Global labels are all evaluated during the first pass, which makes possible to forward-reference them. Local labels are evaluated during the second pass, but we can still forward-reference them through a "first-pass-redux" hack.

Labels can be alone on their line, but can also be "inlined", that is, directly followed by an instruction.

Constants

The .equ directive declares a constant. That constant's argument is an expression that is evaluated right at parse-time.

Constants are evaluated during the second pass, which means that they can forward-reference labels.

However, they cannot forward-reference other constants.

When defining a constant, if the symbol specified has already been defined, no error occur and the first value defined stays intact. This allows for "user override" of programs.

It's also important to note that constants always override labels, regardless of declaration order.

Expressions

Wherever a constant is expected, an expression can be written. An expression is a bunch of literals or symbols assembled by operators. For now, only +, - and * operators are supported. No parenthesis yet.

Expressions can't contain spaces.

The Program Counter

The $ is a special symbol that can be placed in any expression and evaluated as the current output offset. That is, it's the value that a label would have if it was placed there.

The Last Value

Whenever a .equ directive is evaluated, its resulting value is saved in a special "last value" register that can then be used in any expression. This last value is referenced with the @ special symbol. This is very useful for variable definitions and for jump tables.

Note that .org also affect the last value.

Includes

The .inc directive is special. It takes a string literal as an argument and opens, in the currently active filesystem, the file with the specified name.

It then proceeds to parse that file as if its content had been copy/pasted in the includer file, that is: global labels are kept and can be referenced elsewhere. Constants too. An exception is local labels: a local namespace always ends at the end of an included file.

There an important limitation with includes: only one level of includes is allowed. An included file cannot have an .inc directive.

Directives

.db: Write bytes specified by the directive directly in the resulting binary. Each byte is separated by a comma. Example: .db 0x42, foo

.dw: Same as .db, but outputs words.
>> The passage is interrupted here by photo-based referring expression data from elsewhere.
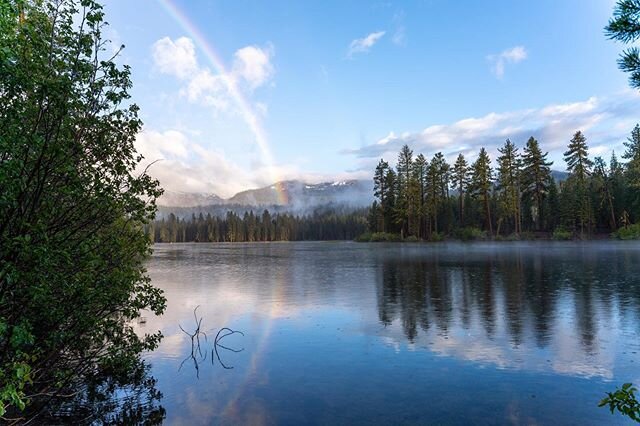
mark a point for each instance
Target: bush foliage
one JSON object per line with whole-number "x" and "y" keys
{"x": 72, "y": 208}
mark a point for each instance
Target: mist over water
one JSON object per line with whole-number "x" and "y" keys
{"x": 346, "y": 333}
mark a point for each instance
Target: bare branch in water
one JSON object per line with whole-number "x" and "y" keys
{"x": 196, "y": 348}
{"x": 217, "y": 344}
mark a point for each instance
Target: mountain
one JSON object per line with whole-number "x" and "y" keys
{"x": 291, "y": 195}
{"x": 299, "y": 194}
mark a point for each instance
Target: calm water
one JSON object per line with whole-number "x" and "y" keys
{"x": 346, "y": 333}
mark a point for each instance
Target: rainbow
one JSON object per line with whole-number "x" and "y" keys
{"x": 246, "y": 110}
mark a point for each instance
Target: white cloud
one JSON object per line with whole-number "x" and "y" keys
{"x": 509, "y": 56}
{"x": 399, "y": 37}
{"x": 362, "y": 45}
{"x": 177, "y": 58}
{"x": 187, "y": 166}
{"x": 553, "y": 126}
{"x": 252, "y": 68}
{"x": 253, "y": 64}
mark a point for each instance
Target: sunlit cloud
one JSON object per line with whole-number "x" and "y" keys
{"x": 509, "y": 56}
{"x": 363, "y": 45}
{"x": 552, "y": 125}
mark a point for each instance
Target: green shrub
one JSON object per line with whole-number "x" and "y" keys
{"x": 623, "y": 400}
{"x": 364, "y": 238}
{"x": 562, "y": 234}
{"x": 470, "y": 233}
{"x": 380, "y": 237}
{"x": 631, "y": 232}
{"x": 437, "y": 237}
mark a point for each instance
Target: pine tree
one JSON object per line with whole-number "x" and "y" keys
{"x": 481, "y": 184}
{"x": 625, "y": 27}
{"x": 460, "y": 178}
{"x": 405, "y": 161}
{"x": 381, "y": 191}
{"x": 420, "y": 169}
{"x": 536, "y": 178}
{"x": 509, "y": 182}
{"x": 579, "y": 167}
{"x": 632, "y": 154}
{"x": 603, "y": 188}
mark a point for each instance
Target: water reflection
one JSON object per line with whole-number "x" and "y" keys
{"x": 355, "y": 333}
{"x": 512, "y": 306}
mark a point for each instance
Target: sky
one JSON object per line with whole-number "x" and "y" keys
{"x": 241, "y": 94}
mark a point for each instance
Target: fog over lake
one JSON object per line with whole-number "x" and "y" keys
{"x": 348, "y": 333}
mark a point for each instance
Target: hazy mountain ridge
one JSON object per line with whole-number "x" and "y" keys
{"x": 285, "y": 196}
{"x": 291, "y": 196}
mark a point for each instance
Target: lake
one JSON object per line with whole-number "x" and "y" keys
{"x": 349, "y": 333}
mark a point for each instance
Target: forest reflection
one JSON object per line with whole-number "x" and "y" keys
{"x": 517, "y": 294}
Example: .dw label1, label2

.equ: Binds a symbol named after the first parameter to the value of the expression written as the second parameter. Example: .equ foo 0x42+'A'. See "Constants" above.
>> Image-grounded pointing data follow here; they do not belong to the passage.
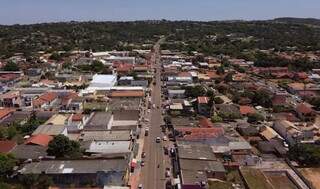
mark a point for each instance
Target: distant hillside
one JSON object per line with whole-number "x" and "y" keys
{"x": 308, "y": 21}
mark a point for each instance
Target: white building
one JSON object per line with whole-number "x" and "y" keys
{"x": 99, "y": 83}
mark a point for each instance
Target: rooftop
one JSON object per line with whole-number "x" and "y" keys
{"x": 75, "y": 166}
{"x": 122, "y": 135}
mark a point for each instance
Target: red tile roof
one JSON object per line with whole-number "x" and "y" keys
{"x": 203, "y": 100}
{"x": 244, "y": 110}
{"x": 5, "y": 112}
{"x": 77, "y": 117}
{"x": 205, "y": 123}
{"x": 7, "y": 145}
{"x": 304, "y": 109}
{"x": 41, "y": 140}
{"x": 279, "y": 100}
{"x": 45, "y": 98}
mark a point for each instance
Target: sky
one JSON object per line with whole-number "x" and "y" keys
{"x": 38, "y": 11}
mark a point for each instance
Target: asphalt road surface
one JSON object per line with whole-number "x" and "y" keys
{"x": 153, "y": 173}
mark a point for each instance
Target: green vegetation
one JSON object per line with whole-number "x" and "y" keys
{"x": 61, "y": 146}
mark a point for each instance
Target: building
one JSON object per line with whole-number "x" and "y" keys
{"x": 203, "y": 106}
{"x": 100, "y": 82}
{"x": 176, "y": 93}
{"x": 99, "y": 121}
{"x": 81, "y": 172}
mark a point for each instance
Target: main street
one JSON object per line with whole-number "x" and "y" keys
{"x": 153, "y": 173}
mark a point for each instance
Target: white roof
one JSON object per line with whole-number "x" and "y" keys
{"x": 109, "y": 147}
{"x": 100, "y": 78}
{"x": 176, "y": 106}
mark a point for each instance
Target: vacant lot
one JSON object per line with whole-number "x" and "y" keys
{"x": 280, "y": 180}
{"x": 232, "y": 177}
{"x": 255, "y": 179}
{"x": 312, "y": 175}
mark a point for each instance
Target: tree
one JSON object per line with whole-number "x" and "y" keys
{"x": 62, "y": 146}
{"x": 7, "y": 162}
{"x": 253, "y": 118}
{"x": 11, "y": 66}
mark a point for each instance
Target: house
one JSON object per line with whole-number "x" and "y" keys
{"x": 176, "y": 93}
{"x": 290, "y": 132}
{"x": 305, "y": 112}
{"x": 279, "y": 100}
{"x": 246, "y": 110}
{"x": 125, "y": 80}
{"x": 6, "y": 146}
{"x": 190, "y": 133}
{"x": 5, "y": 113}
{"x": 108, "y": 135}
{"x": 40, "y": 139}
{"x": 52, "y": 130}
{"x": 99, "y": 121}
{"x": 45, "y": 100}
{"x": 10, "y": 99}
{"x": 100, "y": 82}
{"x": 76, "y": 122}
{"x": 81, "y": 172}
{"x": 117, "y": 148}
{"x": 203, "y": 106}
{"x": 205, "y": 123}
{"x": 126, "y": 94}
{"x": 198, "y": 164}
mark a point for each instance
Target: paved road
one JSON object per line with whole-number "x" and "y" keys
{"x": 153, "y": 177}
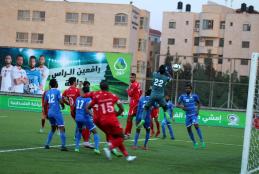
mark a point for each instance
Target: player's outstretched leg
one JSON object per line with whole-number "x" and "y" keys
{"x": 135, "y": 145}
{"x": 163, "y": 124}
{"x": 195, "y": 144}
{"x": 50, "y": 135}
{"x": 146, "y": 138}
{"x": 63, "y": 138}
{"x": 96, "y": 141}
{"x": 198, "y": 130}
{"x": 170, "y": 128}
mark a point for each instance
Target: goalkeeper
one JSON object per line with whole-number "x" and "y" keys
{"x": 159, "y": 81}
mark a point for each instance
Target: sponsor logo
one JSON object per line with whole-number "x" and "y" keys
{"x": 233, "y": 120}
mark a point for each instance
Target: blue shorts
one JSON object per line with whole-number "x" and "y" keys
{"x": 147, "y": 120}
{"x": 86, "y": 122}
{"x": 56, "y": 120}
{"x": 190, "y": 120}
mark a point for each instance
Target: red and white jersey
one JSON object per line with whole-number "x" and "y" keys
{"x": 134, "y": 92}
{"x": 105, "y": 102}
{"x": 71, "y": 94}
.fill: Outputs the number of null bytes specified by its argument, an expression. Often used with $ to fill our binary up to a certain offset. For example, if we want to place an instruction exactly at byte 0x38, we would precede it with .fill 0x38-$.

The maximum value possible for .fill is 0xd000. We do this to avoid "overshoot" errors, that is, error where $ is greater than the offset you're trying to reach in an expression like .fill X-$ (such an expression overflows to 0xffff).

.org: Sets the Program Counter to the value of the argument, an expression. For example, a label being defined right after a .org 0x400, would have a value of 0x400. Does not do any filling. You have to do that explicitly with .fill, if needed. Often used to assemble binaries designed to run at offsets other than zero (userland).

.out: Outputs the value of the expression supplied as an argument to ZASM_DEBUG_PORT. The value is always interpreted as a word, so there's always two out instruction executed per directive. High byte is sent before low byte. Useful or debugging, quickly figuring our RAM constants, etc. The value is only outputted during the second pass.

.inc: Takes a string literal as an argument. Open the file name specified in the argument in the currently active filesystem, parse that file and output its binary content as is the code has been in the includer file.

.bin: Takes a string literal as an argument. Open the file name specified in the argument in the currently active filesystem and outputs its contents directly.

Undocumented instructions

zasm doesn't support undocumented instructions such as the ones that involve using IX and IY as 8-bit registers. We used to support them, but because this makes our code incompatible with Z80-compatible CPUs such as the Z180, we prefer to avoid these in our code.